The book, which is published by The Crowood Press, includes hundreds of historic and modern photos and original paintings that offer a detailed study of the art and science behind each sculpture, and covers:
- How prehistoric life and the geological record was reconstructed at life-size for the first time in the 1850s, detailing how the models and their associated geological landscape were rationalised from scientific data before being rendered in iron and concrete.
- How palaeoartists and palaeontologists view them today, with a discussion of their historical reconstructions and the debates about the animals over time.
- An evaluation of the roles performed by the site’s consultant, the historically controversial scientist Richard Owen, and its visionary artist, Benjamin Waterhouse Hawkins.

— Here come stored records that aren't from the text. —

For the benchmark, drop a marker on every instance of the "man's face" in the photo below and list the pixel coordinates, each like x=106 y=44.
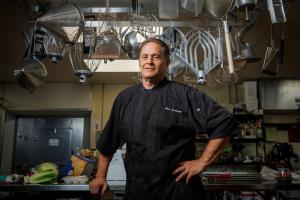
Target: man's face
x=153 y=62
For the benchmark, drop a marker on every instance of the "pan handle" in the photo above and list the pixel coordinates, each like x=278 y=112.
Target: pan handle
x=228 y=47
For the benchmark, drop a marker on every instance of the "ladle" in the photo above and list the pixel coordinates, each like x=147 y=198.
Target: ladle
x=219 y=9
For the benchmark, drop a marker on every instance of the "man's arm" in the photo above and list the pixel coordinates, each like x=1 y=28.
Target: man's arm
x=99 y=183
x=194 y=167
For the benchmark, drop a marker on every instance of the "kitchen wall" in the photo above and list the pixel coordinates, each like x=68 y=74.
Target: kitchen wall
x=66 y=97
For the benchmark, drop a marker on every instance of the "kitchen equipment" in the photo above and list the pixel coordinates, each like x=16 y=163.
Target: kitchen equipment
x=270 y=64
x=177 y=66
x=219 y=9
x=65 y=21
x=168 y=9
x=246 y=5
x=195 y=6
x=31 y=73
x=108 y=36
x=276 y=11
x=84 y=65
x=54 y=48
x=245 y=51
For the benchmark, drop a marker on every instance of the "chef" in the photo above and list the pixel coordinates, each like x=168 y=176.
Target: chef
x=159 y=120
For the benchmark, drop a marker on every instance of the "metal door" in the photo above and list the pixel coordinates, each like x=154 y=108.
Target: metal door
x=47 y=139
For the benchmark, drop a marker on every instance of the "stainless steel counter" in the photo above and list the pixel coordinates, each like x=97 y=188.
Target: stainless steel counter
x=120 y=185
x=113 y=186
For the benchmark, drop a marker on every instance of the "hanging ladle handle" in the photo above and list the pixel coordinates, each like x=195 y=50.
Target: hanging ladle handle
x=228 y=46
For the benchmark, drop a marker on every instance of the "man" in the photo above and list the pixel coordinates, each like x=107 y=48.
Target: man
x=159 y=120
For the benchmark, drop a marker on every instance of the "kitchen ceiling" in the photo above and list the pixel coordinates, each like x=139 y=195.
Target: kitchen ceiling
x=13 y=15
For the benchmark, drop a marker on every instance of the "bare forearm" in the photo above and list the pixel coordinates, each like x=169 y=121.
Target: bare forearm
x=103 y=163
x=212 y=151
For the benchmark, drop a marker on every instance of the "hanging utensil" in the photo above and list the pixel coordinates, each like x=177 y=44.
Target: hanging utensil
x=168 y=9
x=270 y=64
x=219 y=9
x=244 y=50
x=31 y=73
x=247 y=6
x=276 y=11
x=65 y=21
x=195 y=6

These sculptures and landscapes have been a gateway to the wondrous ideas of Deep Time and to teaching us how scientific ideas come to life since 1854. These Victorian creations can still teach us a lot today about science, art and history. I hope this book will continue to bring those important messages to many generations of curious minds.
Dr Witton said: “The Crystal Palace Dinosaurs are the world’s first major palaeoart project and they played a significant role in making geological sciences accessible to the public. This is the most detailed and complete history of these world-famous sculptures yet, reinforcing their status as masterworks of education and palaeoartistry.”
Unfortunately, conservation risks have faced generations of custodians keeping the display intact, and the challenges still face the site today.
Dr Michel, who is co-founder and chair of the Friends of Crystal Palace Dinosaurs, said: “The need for greater care, maintenance and research in the Geological Court is even more urgent than anyone knew as the site has suffered more damage than we thought. Through this book, we want to show the importance of conserving these endangered sculptures for the next generation.”
All authors’ royalties from the book will support the charity Friends of Crystal Palace Dinosaurs to help in the conservation and interpretation of the models.